Get comfortable with being uncomfortable. Being comfortable is not required for you to do your job. There is always a patient that can push the comfort zone of any nurse. Focus on doing your job. I think you have "stage fright". If you focus on the "how" to do your job not the "if" you will be able to, your mind will quiet down and you will be more productive (this concept is from "The Inner Game of Tennis by Timothy Gallwey).

Specializes in ED.

It gets easier. I started in the ER as a new grad and it was rough. I thought I was going to be fired at the end of my orientation because I felt I wasn't doing well and my preceptor was forever frustrated with me. A year and a half later and I'm still kickin. I remember being way overwhelmed with my first STEMI. Now it's no big deal and there are always several hands on deck in situations like that to get everything done ASAP so we can ship em off to cath lab. I still feel a little lost in some situations and super overwhelmed some days. It's normal. Never hesitate to ask for help if you need it. You will be fine, just remember your ABCs and remember it takes a new nurse a year to feel somewhat comfortable.

your background is the EXACT SAME as mine. I graduated last June, interned in the ED July/August, got licensed in September and started my first nursing job in the same ED in December. I had the same feelings as you too - it's all 100% normal.

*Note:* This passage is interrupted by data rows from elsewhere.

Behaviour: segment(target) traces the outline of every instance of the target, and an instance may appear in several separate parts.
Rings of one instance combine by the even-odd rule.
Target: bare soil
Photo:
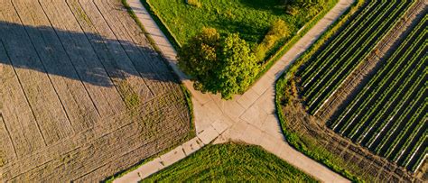
[[[326,123],[334,117],[341,107],[352,100],[356,94],[368,82],[377,69],[398,48],[401,41],[426,14],[426,2],[419,1],[398,22],[386,39],[382,40],[372,53],[365,59],[325,102],[316,114],[311,115],[303,105],[303,101],[296,93],[299,87],[291,87],[288,95],[290,102],[283,106],[286,128],[303,137],[305,142],[322,147],[343,162],[342,167],[353,174],[369,182],[423,182],[426,181],[427,161],[416,172],[410,172],[405,168],[372,153],[366,148],[354,143],[348,138],[340,136],[326,126]],[[294,80],[292,83],[298,83]],[[293,85],[292,85],[293,86]],[[293,90],[293,91],[291,91]]]
[[[120,0],[0,0],[0,182],[99,181],[189,138]]]

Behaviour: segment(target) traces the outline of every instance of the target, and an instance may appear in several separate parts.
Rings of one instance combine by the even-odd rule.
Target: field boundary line
[[[180,79],[191,90],[195,113],[195,127],[197,138],[204,144],[214,141],[221,143],[229,141],[241,141],[250,144],[260,145],[271,153],[275,154],[293,166],[298,167],[307,174],[325,182],[349,182],[340,175],[333,172],[324,165],[317,162],[302,152],[293,149],[284,139],[278,118],[275,115],[274,83],[281,74],[296,59],[316,41],[322,32],[354,3],[354,0],[340,0],[308,32],[301,38],[271,69],[256,82],[245,94],[237,96],[235,99],[224,101],[219,95],[202,94],[194,90],[191,81],[177,67],[177,52],[160,30],[153,17],[140,0],[126,0],[136,18],[142,23],[148,32],[147,36],[154,41],[162,55],[178,74]],[[216,131],[217,129],[217,131]],[[219,131],[219,129],[220,129]],[[223,130],[224,129],[224,130]],[[216,139],[217,138],[217,139]],[[187,142],[195,141],[194,139]],[[179,146],[184,149],[186,143]],[[146,162],[114,182],[136,182],[166,166],[160,161],[173,162],[184,156],[174,149],[154,160]],[[173,153],[172,155],[172,153]],[[160,165],[163,165],[160,167]]]

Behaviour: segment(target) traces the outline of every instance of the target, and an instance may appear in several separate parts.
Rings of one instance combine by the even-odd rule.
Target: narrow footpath
[[[303,53],[330,24],[354,2],[339,3],[294,44],[250,89],[233,100],[224,101],[219,95],[194,90],[191,81],[178,69],[177,52],[156,25],[140,0],[127,3],[154,40],[181,82],[192,95],[196,137],[174,150],[131,171],[115,182],[137,182],[193,153],[209,143],[228,141],[260,145],[294,167],[323,182],[349,182],[317,161],[293,149],[284,140],[274,105],[275,80]]]

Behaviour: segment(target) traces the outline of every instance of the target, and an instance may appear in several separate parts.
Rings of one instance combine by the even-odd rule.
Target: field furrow
[[[45,66],[31,43],[28,33],[10,2],[1,1],[2,20],[11,23],[2,29],[4,44],[15,68],[15,72],[40,126],[46,144],[51,144],[73,133]],[[27,68],[33,69],[27,69]],[[42,104],[49,105],[42,105]],[[53,133],[55,132],[55,133]]]

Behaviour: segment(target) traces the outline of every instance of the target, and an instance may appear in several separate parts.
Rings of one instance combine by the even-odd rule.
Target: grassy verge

I can honestly say now, looking back, all you need to be successful in the ED is decent "do no harm" nursing skills and a pure and undeniable interest in emergency nursing. you are new, everyone knows you're new. it is ENCOURAGED for you to ask questions, lots and LOTS of questions. I still ask "what are we giving this for?" or my nursing colleagues "what is 'paresthesia' again?" develop a good rapport with people, don't act like a know-it-all and they will always be there to support you.

and now that I'm 6mos into it, I am pretty confident on most days - not cocky but confident and totally certain I'm an ED nurse doing what I love to do.

my point is, it will pass - the feelings you're having are GOOD - give it 6mos and you'll look back thinking "why was I so stressed out?"